Unmeasured disturbances. The portion of a process deviation that is not captured by the PCA model reflects changes in unmeasured disturbances. The Q statistic, also known as the squared prediction error (SPE), is a measure of deviations in process operation that are the results of unmeasured disturbances.
Through the use of these two statistics, it is possible for operators to determine fault conditions sooner in the batch, thus allowing corrections to be made to counter the impact of the fault.

PLS

Projection to latent structures (PLS)— also known as partial least squares— may be used to analyze the impact of processing conditions on final-product quality parameters. When this technique is applied in an online system, it can provide operators with continuous prediction of end-of-batch quality parameters. Where the objective is to classify the operation results into categories of importance (e.g., fault category, good vs. bad batch, etc.), then use discriminate analysis (DA) in conjunction with the PCA and PLS.

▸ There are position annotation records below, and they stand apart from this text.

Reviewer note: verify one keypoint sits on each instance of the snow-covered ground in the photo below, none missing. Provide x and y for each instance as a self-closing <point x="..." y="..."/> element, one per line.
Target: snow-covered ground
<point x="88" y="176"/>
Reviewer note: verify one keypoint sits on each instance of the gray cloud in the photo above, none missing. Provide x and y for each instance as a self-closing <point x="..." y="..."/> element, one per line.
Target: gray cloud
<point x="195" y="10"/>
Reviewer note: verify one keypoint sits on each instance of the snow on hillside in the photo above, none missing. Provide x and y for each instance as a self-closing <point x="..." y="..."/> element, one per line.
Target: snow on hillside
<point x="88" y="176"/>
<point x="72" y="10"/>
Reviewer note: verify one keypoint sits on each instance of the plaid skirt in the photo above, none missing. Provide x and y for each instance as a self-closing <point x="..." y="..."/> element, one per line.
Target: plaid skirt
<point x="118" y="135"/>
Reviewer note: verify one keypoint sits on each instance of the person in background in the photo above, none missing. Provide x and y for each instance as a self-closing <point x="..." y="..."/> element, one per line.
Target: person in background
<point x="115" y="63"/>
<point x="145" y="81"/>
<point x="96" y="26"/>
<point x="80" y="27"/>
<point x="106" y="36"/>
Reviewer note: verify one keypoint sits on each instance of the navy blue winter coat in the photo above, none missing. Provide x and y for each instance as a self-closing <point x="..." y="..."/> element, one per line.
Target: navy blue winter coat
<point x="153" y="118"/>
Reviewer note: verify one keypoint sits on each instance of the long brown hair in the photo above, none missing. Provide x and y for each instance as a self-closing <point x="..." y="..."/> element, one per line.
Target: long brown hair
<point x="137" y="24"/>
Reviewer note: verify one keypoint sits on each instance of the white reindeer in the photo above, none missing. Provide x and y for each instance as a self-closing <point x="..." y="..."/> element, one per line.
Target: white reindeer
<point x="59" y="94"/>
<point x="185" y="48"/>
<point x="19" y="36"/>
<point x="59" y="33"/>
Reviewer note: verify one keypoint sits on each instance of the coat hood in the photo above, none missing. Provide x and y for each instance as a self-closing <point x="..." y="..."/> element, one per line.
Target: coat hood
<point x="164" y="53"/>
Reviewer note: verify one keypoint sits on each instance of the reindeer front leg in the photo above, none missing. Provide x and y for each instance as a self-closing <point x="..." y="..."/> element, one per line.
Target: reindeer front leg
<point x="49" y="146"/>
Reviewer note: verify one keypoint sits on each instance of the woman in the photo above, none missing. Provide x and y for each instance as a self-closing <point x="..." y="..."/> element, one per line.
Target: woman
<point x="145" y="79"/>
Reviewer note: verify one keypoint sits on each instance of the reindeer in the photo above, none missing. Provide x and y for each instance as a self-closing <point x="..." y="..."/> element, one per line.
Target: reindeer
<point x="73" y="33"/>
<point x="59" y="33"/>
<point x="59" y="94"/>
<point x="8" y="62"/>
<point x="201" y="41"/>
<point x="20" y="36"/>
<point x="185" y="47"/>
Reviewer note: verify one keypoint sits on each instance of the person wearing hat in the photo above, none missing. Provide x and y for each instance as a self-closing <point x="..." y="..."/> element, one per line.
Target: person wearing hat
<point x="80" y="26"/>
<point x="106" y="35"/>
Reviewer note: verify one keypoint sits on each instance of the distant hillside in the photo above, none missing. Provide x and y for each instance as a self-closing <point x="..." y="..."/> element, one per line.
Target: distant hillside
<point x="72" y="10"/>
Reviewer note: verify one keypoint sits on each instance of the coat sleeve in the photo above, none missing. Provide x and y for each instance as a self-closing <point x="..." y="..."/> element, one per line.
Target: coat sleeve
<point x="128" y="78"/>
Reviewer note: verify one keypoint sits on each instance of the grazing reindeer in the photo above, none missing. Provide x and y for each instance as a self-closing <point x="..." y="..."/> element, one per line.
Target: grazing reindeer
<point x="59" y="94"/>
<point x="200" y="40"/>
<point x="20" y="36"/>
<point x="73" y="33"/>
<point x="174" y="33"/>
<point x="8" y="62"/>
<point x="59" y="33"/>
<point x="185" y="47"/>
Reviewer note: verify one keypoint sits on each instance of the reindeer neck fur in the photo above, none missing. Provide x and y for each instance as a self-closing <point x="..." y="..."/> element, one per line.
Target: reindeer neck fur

Through the application of data analytics, it is possible for the operator to monitor a batch operation simply by looking at a plot of the PCA statistics and the PLS estimated end-point value for quality parameters, as illustrated in Figure 2.

Figure 2. Operators can monitor a batch operation by looking at a plot of the PCA statistics and the PLS estimated end-point value for quality parameters.

As illustrated in Figure 2, the primary measurements that contribute to a process deviation may be displayed as contribution plots. These plots show how much each process variable contributes to the deviation and, thus, can help to determine the source of a measured or unmeasured disturbance quickly. Thus, when the current batch is evolving, if something deviates from acceptable variation relationships derived from the analysis of past batches, the operations staff may drill down into the process variables to understand why.

Analytic Tool Selection

The successful application of multivariate statistical techniques such as PCA and PLS depends in part on the toolset selected. Various techniques for PCA and PLS model development are used in commercial products. In some cases, a product may be designed to support the analysis of continuous processes. In such cases, data analysis and model development often assume that a process is maintained at just one operating condition.

To address the requirements of batch processes successfully, multivariate tools used for model development should be designed to address varying process conditions over a wide range of operation. Multiway PCA and PLS algorithms are commonly used in multivariate tools to address batch applications. Tools that support these algorithms are designed to allow a normal batch trajectory to be established for each process input and measurement automatically. In many cases, the toolset may only support off-line, post-production analysis. There is potentially much greater value in applying analytics online so that changes can be made in the batch to correct for detected faults or deviations in the predicted value of key quality parameters. The tools selected to implement online analytics should provide effective solutions to address the varying operating conditions and process holdups.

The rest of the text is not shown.